Edited By: Swati Chaturvedi

Last Updated: February 19, 2023, 12:00 IST

Patients with a history of COVID-19 should pay extra attention to their cardiovascular health

Patients with a history of COVID-19 should pay extra attention to their cardiovascular health

Persistent tiredness, dizziness, a pounding heart, chest pain, shortness of breath, joint pains, brain fog, and anxiety, are all symptoms of long COVID

While the world seems to have reset back to pre-covid life, many are still recovering from a myriad of health problems often referred to as long COVID. Even if the COVID-19 infection was mild, lingering symptoms can appear weeks or months after detection and can happen to anyone. Persistent tiredness, dizziness, a racing or pounding heart, chest pain, shortness of breath, joint or muscle pains, brain fog, and anxiety, are all symptoms of long COVID observed in affected patients.

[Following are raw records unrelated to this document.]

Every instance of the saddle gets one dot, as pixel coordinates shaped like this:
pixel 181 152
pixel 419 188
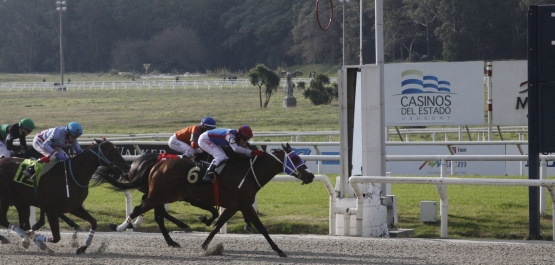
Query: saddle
pixel 40 169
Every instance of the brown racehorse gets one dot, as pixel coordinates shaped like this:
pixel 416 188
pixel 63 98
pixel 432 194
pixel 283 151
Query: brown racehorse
pixel 23 215
pixel 60 190
pixel 140 168
pixel 238 183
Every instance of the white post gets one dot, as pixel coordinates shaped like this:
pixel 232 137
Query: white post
pixel 490 105
pixel 543 176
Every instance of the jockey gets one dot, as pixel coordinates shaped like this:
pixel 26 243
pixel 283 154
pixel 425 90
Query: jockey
pixel 212 142
pixel 8 133
pixel 185 140
pixel 51 141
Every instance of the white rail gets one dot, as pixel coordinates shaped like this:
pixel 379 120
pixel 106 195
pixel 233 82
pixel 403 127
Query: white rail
pixel 440 185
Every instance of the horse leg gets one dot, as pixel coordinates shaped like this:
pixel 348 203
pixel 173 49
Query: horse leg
pixel 250 214
pixel 40 222
pixel 174 220
pixel 4 206
pixel 138 210
pixel 83 214
pixel 159 218
pixel 248 226
pixel 24 212
pixel 207 207
pixel 70 222
pixel 40 240
pixel 227 213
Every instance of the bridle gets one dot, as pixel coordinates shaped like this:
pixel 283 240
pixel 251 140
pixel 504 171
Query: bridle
pixel 288 167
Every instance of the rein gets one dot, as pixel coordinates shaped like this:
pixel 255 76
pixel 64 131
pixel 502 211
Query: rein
pixel 288 167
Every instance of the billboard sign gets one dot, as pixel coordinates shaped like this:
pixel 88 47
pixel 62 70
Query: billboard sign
pixel 434 94
pixel 510 92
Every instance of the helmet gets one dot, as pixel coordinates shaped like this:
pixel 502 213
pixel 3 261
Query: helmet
pixel 27 124
pixel 74 128
pixel 245 132
pixel 209 122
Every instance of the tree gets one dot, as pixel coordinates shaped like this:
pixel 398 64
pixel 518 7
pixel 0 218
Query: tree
pixel 320 92
pixel 261 76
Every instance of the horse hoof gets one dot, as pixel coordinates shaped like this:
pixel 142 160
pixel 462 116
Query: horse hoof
pixel 4 240
pixel 31 235
pixel 174 244
pixel 50 252
pixel 114 227
pixel 81 250
pixel 26 242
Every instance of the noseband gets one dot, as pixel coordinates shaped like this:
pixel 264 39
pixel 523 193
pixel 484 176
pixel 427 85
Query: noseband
pixel 288 166
pixel 103 158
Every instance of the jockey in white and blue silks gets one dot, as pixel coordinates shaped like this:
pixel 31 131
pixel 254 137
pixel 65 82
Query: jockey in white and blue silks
pixel 51 141
pixel 212 142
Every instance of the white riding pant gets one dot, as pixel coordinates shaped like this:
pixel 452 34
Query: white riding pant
pixel 4 152
pixel 38 143
pixel 208 146
pixel 182 147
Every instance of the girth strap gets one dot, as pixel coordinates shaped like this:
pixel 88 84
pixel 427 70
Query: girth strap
pixel 217 192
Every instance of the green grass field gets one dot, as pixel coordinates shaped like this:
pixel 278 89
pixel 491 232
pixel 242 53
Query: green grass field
pixel 474 211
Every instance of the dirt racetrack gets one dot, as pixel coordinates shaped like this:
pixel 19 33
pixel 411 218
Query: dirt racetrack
pixel 150 248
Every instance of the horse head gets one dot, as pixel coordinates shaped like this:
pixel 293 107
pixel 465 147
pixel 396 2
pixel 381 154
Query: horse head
pixel 109 156
pixel 295 166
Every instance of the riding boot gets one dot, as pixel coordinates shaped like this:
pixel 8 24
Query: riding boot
pixel 30 172
pixel 209 176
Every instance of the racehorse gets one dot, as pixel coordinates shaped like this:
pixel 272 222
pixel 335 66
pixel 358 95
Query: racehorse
pixel 140 168
pixel 235 190
pixel 62 189
pixel 23 216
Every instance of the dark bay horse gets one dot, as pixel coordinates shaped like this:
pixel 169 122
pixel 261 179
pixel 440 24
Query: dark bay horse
pixel 60 190
pixel 238 183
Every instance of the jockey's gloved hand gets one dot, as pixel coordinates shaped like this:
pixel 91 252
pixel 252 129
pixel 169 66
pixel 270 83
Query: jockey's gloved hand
pixel 61 157
pixel 257 152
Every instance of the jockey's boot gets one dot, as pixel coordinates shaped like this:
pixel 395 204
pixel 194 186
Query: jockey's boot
pixel 209 176
pixel 30 172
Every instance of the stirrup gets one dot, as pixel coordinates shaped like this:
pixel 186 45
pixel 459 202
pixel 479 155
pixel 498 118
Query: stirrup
pixel 209 178
pixel 30 171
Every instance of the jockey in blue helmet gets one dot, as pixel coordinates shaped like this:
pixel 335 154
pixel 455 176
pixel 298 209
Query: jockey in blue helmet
pixel 51 141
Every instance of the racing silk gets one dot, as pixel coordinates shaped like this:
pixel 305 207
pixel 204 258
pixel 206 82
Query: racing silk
pixel 12 133
pixel 190 135
pixel 56 138
pixel 226 137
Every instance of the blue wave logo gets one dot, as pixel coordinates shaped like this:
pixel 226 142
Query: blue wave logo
pixel 415 82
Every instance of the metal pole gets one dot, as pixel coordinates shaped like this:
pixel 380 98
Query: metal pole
pixel 61 51
pixel 360 53
pixel 343 33
pixel 490 102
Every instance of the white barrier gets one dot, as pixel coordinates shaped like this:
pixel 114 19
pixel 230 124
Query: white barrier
pixel 440 185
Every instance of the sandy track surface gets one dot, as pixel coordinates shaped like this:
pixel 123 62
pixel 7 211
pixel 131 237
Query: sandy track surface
pixel 150 248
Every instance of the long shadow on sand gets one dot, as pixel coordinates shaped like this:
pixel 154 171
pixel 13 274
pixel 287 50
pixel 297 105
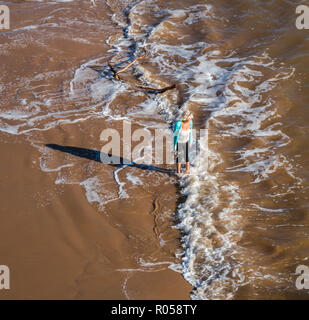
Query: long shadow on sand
pixel 95 155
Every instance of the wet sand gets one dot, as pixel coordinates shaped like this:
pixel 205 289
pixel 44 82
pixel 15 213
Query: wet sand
pixel 59 246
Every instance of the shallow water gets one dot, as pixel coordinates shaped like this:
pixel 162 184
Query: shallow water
pixel 240 67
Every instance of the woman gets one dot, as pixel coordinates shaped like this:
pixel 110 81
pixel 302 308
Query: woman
pixel 183 140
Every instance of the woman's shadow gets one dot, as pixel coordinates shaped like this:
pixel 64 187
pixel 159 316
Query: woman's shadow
pixel 111 160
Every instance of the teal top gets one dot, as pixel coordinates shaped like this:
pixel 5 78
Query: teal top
pixel 176 132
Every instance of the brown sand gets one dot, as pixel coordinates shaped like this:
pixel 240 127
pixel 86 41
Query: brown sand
pixel 58 246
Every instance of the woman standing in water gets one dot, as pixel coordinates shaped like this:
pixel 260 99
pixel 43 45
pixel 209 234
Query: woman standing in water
pixel 183 140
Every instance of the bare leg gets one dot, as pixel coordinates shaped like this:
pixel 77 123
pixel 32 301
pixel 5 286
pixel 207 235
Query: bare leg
pixel 187 167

Alongside long COVID cases, we are seeing that sudden cardiac arrest cases have also significantly increased in India, especially in younger age groups. According to research from the American Heart Journal, people in their mid-30s to mid-40s are witnessing a 13% increase in sudden cardiac arrest. The correlation between heart health and COVID-19 is something that cardiologists and researchers are probing into across the world. To investigate this further, a study is being conducted by The Indian Council of Medical Research (ICMR). Several cardiologists and forensic experts from AIIMS will conduct a review of the most recent cases of sudden cardiac arrests and a verbal autopsy, to determine the cause of death – COVID-19 being one of them.

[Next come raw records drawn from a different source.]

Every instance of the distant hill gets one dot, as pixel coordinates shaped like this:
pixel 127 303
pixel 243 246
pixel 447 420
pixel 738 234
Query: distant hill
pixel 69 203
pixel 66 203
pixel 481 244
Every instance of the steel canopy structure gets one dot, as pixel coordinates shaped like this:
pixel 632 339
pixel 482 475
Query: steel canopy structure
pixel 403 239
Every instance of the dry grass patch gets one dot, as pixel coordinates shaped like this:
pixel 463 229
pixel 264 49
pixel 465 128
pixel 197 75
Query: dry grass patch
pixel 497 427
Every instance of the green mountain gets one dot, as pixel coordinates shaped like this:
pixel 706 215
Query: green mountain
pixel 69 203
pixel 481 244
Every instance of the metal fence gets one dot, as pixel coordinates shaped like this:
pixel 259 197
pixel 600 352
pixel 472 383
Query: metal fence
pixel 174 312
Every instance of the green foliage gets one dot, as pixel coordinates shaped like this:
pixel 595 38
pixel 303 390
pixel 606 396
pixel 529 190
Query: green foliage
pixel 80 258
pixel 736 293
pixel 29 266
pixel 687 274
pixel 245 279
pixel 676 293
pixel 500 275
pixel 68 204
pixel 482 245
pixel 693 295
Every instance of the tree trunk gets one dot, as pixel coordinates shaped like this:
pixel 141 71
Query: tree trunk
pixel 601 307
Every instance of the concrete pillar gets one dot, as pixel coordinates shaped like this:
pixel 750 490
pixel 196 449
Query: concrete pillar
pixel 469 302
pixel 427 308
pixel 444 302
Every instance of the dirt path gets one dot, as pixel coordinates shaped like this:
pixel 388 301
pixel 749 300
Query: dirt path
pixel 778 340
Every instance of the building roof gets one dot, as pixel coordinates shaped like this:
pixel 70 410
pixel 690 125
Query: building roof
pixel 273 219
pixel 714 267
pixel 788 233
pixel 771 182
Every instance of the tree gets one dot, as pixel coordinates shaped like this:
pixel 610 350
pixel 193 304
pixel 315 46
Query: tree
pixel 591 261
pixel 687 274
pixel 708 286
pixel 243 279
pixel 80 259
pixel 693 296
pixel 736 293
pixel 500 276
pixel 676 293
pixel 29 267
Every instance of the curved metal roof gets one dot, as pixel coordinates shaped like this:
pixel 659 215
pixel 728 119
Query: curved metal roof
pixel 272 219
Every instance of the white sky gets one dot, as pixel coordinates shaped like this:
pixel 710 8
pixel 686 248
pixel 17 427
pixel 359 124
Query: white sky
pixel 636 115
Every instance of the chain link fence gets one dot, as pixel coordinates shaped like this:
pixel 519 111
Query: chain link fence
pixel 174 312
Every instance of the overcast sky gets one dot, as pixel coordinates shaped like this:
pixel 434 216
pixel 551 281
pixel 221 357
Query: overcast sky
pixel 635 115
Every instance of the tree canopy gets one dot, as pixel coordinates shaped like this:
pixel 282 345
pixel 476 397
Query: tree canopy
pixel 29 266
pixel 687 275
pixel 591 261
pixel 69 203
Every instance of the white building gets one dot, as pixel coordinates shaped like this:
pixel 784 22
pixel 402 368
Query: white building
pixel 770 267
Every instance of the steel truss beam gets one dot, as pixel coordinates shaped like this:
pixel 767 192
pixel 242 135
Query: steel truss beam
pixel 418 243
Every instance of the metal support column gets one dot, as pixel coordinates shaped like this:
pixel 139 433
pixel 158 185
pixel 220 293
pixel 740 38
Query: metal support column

“COVID-19 affects one’s organ systems in numerous ways, especially Multi-System Inflammatory Syndrome (MIS), where different body parts swell up, affecting their functioning. While most individuals recover completely after 12 weeks, in some cases, the symptoms can last longer. It is challenging to draw a definitive conclusion on long covid causing chronic health issues given the unavailability of global data,” says Dr Rakesh Kumar Jaswal, Director & HOD Cardiology, Fortis Hospital, Mohali. However, if one complains of persistent chest pain that is accompanied by nausea, vomiting, sweating, or shortness of breath, urgent medical intervention is advised.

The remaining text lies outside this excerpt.